Gumbi Gumbi – Medicine Tree from Country (Dalby Cemetery) where Jean (Isabelle’s mother) and our Great Grandparents John and Polly Darlow are buried. Also buried there In the cemetery is our Great Uncle Harry (Bunda) Darlow.

The Call to Acceptance…

Having been removed from my natural parents as an aboriginal toddler in 1952 then farmed out to ‘white foster parents’ during what proved to be, the most tragic of all policies ever to be implemented by any government in Australia’s history, I learned to grow up in fear of ever being nailed as an aboriginal. Hence my silent denouncement and shame about every aspect of my Aboriginal heritage. A shame exacerbated by the government’s marketing strategies to the society from the 1930’s and further intensified throughout the 1950’s and 1960’s; a plan that saw aboriginals as being a race of people in dire need of guidance and assistance from a white class of people deemed as being of superior intellect and abilities.

Homes Are Sought for These Children, 1934
Reproduction of a 1934 newspaper clipping.
Image courtesy of the National Archives of Australia.

For myself it must have been right with words like ‘abo’ serving as a weapon of intentional  name calling that stuck to my emotional psyche, like shit to a sandshoe; a dastardly word that was never meant to be erased, hence my inability to ever relieve myself of such pain. I remember trying so hard as a child, to wash away my ‘blackness’ along with my anger at having been stuck with blacker skin that my older sister Patricia. I grew to hate my blackness as much as I grew to hate the tell-tale facial features of my aboriginality; like the podgy wide nose that was spread halfway across my dial. I loathed it and for no valid reason!
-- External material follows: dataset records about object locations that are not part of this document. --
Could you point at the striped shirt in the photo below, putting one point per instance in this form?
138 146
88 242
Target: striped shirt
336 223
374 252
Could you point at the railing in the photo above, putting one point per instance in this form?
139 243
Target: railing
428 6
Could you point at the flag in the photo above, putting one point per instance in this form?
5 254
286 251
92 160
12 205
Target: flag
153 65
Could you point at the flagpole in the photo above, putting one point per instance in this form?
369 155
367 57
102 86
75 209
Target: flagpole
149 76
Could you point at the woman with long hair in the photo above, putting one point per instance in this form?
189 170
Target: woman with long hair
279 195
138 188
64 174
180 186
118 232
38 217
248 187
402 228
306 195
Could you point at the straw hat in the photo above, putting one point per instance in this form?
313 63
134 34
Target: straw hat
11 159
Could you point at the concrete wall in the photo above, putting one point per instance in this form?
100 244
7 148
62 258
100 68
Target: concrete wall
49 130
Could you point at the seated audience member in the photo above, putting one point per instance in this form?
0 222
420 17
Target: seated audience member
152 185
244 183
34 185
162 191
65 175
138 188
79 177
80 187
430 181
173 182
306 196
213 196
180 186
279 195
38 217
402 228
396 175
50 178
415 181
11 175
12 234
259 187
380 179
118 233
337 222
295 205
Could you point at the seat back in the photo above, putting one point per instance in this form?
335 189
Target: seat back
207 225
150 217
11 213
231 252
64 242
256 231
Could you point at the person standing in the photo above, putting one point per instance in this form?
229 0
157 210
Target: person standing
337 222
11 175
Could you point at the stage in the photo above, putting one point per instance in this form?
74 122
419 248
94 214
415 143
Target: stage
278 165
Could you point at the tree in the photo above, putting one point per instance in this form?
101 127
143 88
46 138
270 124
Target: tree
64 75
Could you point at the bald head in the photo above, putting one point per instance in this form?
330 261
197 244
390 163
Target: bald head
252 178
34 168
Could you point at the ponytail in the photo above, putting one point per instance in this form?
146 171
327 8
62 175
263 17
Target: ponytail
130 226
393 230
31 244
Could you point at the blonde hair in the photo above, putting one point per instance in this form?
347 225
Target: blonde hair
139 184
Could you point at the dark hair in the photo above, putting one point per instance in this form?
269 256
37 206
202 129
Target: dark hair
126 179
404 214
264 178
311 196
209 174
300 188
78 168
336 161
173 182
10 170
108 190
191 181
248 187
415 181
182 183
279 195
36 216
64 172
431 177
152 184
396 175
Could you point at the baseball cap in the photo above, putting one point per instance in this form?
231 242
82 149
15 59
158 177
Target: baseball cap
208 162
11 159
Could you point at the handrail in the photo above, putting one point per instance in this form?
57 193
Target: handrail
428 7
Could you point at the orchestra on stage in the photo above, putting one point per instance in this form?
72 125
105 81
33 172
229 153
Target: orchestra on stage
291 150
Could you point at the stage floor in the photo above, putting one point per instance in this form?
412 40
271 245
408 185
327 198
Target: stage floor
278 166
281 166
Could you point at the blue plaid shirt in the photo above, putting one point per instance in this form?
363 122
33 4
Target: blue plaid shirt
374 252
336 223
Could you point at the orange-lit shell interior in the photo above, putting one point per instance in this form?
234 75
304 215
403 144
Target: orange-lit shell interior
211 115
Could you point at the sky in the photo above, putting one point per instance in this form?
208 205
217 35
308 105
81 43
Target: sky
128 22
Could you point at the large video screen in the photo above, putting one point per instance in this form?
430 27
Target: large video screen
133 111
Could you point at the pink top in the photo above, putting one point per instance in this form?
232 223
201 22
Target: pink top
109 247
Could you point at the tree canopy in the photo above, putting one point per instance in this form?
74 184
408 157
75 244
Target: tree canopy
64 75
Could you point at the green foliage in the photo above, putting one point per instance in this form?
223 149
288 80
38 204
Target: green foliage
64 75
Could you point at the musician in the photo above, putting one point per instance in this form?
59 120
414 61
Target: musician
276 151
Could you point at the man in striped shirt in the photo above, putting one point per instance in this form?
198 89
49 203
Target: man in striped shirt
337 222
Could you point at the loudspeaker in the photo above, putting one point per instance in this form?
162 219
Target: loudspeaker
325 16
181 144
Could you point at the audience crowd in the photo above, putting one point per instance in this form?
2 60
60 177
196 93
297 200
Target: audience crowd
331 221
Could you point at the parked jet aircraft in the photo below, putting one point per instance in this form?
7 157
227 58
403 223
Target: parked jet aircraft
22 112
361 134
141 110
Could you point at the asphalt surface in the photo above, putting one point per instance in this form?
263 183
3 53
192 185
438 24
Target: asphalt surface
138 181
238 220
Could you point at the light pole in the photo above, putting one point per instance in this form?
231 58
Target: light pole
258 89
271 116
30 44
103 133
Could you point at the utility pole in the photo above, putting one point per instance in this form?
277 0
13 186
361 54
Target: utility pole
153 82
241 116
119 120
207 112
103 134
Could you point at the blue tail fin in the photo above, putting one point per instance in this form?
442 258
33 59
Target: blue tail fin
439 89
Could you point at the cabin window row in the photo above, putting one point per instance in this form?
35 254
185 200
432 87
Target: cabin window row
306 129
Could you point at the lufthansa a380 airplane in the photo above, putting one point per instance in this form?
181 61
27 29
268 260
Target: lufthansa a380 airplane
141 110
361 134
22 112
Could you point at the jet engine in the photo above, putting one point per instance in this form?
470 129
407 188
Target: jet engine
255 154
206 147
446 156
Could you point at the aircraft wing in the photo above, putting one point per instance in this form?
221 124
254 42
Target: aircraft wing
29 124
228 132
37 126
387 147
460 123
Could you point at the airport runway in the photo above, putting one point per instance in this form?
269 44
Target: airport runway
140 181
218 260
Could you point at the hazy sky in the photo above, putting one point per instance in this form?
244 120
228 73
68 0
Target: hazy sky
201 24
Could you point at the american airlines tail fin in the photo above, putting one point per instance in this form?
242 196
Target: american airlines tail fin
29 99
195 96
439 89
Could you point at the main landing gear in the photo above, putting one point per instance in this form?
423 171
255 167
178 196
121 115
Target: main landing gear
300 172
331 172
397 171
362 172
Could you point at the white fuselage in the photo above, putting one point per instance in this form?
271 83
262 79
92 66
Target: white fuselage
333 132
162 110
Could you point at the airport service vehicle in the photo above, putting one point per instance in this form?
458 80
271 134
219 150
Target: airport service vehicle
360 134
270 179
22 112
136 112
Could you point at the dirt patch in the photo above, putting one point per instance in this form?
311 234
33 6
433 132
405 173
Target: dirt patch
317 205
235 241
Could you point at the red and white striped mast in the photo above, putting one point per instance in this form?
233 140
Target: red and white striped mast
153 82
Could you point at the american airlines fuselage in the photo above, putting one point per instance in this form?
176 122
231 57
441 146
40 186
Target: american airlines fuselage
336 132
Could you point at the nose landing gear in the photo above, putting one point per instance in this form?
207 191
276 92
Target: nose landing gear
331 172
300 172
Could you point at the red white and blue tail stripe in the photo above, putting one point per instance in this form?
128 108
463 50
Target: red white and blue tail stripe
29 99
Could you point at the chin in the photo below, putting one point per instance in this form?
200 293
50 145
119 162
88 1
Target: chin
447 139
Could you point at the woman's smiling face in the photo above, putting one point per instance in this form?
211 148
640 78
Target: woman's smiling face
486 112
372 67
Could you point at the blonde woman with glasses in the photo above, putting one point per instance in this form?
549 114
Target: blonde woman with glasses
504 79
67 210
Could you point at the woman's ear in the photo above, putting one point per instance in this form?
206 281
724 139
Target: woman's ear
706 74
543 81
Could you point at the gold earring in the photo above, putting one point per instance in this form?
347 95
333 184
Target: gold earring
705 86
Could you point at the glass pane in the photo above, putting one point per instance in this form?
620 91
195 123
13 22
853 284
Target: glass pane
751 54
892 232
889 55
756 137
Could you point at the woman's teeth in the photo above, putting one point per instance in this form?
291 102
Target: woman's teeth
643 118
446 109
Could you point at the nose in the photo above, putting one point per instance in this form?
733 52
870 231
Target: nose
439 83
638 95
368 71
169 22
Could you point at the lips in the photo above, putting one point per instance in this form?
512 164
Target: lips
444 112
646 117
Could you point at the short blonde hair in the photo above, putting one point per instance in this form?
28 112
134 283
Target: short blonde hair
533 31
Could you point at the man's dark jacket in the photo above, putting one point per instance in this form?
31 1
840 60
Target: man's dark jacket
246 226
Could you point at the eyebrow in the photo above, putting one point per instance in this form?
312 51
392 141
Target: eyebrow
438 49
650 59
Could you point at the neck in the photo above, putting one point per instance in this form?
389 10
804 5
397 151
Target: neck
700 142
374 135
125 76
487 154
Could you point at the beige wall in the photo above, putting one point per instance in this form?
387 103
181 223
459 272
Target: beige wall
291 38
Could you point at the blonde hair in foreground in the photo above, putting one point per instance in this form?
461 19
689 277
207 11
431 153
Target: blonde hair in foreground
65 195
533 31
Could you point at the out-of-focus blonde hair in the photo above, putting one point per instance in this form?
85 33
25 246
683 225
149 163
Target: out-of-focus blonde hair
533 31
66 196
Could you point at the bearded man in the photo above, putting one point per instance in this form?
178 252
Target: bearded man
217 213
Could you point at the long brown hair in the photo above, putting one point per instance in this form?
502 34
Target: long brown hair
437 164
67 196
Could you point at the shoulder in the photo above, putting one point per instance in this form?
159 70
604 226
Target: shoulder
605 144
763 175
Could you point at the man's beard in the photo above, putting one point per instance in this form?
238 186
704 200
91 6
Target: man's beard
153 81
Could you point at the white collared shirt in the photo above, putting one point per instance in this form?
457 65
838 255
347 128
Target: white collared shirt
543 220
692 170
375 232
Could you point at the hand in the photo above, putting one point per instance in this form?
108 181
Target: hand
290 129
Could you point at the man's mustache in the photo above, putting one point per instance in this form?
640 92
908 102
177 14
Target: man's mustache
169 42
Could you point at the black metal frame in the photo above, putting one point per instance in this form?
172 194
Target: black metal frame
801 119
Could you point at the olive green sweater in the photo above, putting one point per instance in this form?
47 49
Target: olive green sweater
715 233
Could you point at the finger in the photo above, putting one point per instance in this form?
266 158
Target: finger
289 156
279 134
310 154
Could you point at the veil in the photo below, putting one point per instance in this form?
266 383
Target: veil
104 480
I was plastered from head to toe with a ‘fight-back’ mentality that likewise had no rhyme nor reason attached to what had fast become a trait synonymous to the supposed character of Judith Allen, Tobane, Roberts, Whitelaw and all the other names associated to whoever or whatever I was supposed to be at any one time in my life. The truth being as I have finally not just learned, but admitted to, was that my do or die fight-back trait, masked the depth of my pain and suffering brought about by not knowing at any point in my life, just who the hell I was. I never knew. It was as simple as that!

‘In the absence of knowledge, how can there be worthiness?’
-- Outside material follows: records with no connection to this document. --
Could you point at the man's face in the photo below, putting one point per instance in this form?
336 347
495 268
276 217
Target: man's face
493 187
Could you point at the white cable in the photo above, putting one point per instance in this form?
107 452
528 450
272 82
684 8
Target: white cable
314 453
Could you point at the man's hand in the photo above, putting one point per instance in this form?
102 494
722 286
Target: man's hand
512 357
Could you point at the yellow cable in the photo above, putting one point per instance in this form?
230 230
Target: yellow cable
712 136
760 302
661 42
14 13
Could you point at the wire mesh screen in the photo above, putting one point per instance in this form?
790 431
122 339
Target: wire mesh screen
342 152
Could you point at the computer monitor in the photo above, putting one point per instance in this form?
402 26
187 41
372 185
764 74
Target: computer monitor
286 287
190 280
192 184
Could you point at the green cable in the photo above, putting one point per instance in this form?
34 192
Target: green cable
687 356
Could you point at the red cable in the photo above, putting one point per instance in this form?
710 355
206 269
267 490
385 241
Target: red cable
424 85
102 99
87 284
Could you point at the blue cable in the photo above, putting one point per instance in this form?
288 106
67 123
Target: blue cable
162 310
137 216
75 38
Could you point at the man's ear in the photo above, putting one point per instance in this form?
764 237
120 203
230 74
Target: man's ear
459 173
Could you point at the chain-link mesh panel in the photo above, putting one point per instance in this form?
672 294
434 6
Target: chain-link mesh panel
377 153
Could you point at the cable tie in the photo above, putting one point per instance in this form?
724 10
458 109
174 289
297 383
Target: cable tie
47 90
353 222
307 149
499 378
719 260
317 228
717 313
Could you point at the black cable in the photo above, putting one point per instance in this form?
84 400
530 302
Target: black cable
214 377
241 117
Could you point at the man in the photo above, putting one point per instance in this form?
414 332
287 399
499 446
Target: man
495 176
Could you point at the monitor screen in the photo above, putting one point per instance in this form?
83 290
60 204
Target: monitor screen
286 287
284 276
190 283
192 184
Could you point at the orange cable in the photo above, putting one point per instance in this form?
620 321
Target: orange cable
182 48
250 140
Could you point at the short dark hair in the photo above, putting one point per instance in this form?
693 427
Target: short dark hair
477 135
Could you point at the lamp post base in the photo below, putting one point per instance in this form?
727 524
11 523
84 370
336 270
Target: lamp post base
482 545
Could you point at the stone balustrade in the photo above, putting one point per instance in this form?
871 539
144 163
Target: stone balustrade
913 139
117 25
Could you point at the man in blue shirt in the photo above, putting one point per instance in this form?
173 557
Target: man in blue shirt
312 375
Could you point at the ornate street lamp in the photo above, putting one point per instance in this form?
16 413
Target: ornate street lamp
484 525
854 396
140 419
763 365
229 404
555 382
I have long since mulled over a conversation with a relative and the comment she made when I was in the latter stages of my pregnancy:

“I cannot wait to see what the baby looks like” but in my head, I was thinking;

“I hope it isn’t black!”

Until I delved deeper into this article, I had never realised the depth of my fear of being Aboriginal, a fear which in reality has been a form of brainwashing perpetrated against the most vulnerable in any society, children, our gift from God little children who have been put on this earth to teach us all how to love and give love. It was likewise midstream of this article when I realised just how much of a blessing in my time of need, that my ‘Cuz’ Isabelle has been to me thus far, and how deeply inspired I am to embark upon our journey together in bringing me back to country, my true home and the home where I belong.

Judi Nash

24 Feb 2024


A heart-felt truth and reality check for me in realising how we as human beings, can allow ourselves to be sucked into a prejudice against anyone or anything deemed to be different.